Vance Boelter, suspected assassin, described as a prepper
Prepping caught national headlines at the end of June, when a court filing described suspected assassin Vance Boelter and his wife as preppers. Boelter is accused of killing Rep. Melissa Hortman and her husband, Mark, as well as shooting Sen. John Hoffman and his wife, Yvette.
Boelter owned dozens of guns and had made a “bailout plan” for his family that included going to Jenny Boelter’s mother’s house in Wisconsin. The morning of the assassination, Boelter texted his family, writing that he “went to war last night” and that “there’s gonna be some people coming to the house armed and trigger-happy and I don’t want you guys around.”
The affidavit didn’t include many details about Boelter’s prepping, and Boelter didn’t feature in conversations at the convention.
Boelter’s roommate, David Carlson, told the Star Tribune that the prepper label fit Boelter but he was uncertain how involved in prepping Boelter actually was.
“He always thought there would be civil war or the government would fall,” Carlson said. “I knew he had some firearms or food, maybe.

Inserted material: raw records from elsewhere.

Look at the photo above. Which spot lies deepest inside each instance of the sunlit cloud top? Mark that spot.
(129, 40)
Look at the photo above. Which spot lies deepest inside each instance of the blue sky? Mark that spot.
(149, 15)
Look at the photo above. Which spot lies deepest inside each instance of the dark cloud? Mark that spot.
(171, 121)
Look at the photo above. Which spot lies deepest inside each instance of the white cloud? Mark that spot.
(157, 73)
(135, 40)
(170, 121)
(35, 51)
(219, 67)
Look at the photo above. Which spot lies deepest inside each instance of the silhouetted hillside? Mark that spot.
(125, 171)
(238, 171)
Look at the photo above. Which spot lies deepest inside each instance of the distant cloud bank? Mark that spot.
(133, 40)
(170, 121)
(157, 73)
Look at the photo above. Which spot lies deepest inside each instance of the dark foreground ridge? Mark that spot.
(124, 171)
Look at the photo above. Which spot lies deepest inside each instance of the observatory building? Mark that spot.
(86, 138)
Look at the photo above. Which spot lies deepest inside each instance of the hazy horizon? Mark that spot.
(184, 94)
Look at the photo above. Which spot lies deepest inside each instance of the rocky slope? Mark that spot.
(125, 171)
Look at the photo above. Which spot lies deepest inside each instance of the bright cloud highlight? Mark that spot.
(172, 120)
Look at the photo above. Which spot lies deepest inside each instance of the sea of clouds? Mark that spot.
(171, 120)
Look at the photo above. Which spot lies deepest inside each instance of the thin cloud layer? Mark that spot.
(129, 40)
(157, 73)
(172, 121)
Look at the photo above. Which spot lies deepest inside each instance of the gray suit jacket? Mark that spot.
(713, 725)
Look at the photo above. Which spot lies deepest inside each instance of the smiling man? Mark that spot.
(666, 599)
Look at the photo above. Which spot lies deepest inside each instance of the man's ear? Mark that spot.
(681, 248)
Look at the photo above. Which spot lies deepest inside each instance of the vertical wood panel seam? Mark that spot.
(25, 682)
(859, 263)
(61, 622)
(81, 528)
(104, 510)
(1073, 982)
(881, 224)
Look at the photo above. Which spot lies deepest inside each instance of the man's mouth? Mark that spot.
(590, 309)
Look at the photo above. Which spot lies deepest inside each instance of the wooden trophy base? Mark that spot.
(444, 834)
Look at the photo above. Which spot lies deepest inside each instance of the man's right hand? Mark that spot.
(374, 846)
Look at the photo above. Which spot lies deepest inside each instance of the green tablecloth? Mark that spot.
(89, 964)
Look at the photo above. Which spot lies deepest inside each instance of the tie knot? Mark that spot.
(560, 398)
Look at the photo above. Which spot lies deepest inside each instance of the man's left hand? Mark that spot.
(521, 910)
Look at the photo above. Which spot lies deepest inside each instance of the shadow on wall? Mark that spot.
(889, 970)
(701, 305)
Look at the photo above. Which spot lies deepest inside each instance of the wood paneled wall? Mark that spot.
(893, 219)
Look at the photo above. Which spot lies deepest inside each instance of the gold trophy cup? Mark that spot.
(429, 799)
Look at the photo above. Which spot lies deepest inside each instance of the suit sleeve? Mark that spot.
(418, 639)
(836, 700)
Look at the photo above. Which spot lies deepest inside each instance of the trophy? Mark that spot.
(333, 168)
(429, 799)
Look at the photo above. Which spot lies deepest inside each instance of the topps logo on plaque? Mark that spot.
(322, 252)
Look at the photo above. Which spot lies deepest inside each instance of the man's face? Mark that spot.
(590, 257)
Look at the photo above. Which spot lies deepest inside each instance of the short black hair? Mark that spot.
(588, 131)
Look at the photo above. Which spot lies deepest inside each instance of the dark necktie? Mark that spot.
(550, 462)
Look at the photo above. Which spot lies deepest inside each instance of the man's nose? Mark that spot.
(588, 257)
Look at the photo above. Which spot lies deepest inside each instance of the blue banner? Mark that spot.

I only thought he had like five or 10 guns. I was shocked to find out he had so many.”
As the second day of the expo wound down, attendance thinned and vendors began packing up. A few speakers and attendees gathered around a campfire as the sun set over rows of trailers. The expo would go on for one more day.
The following Wednesday, the Morrison County Fair was starting.
Some of the game operators were already up and running in the hopes of drumming up business from the expo.
A few stragglers tried their luck at a toy gun game, the targets swapped out with pictures of zombies, and it was easy to conclude that they were probably not ready for the end.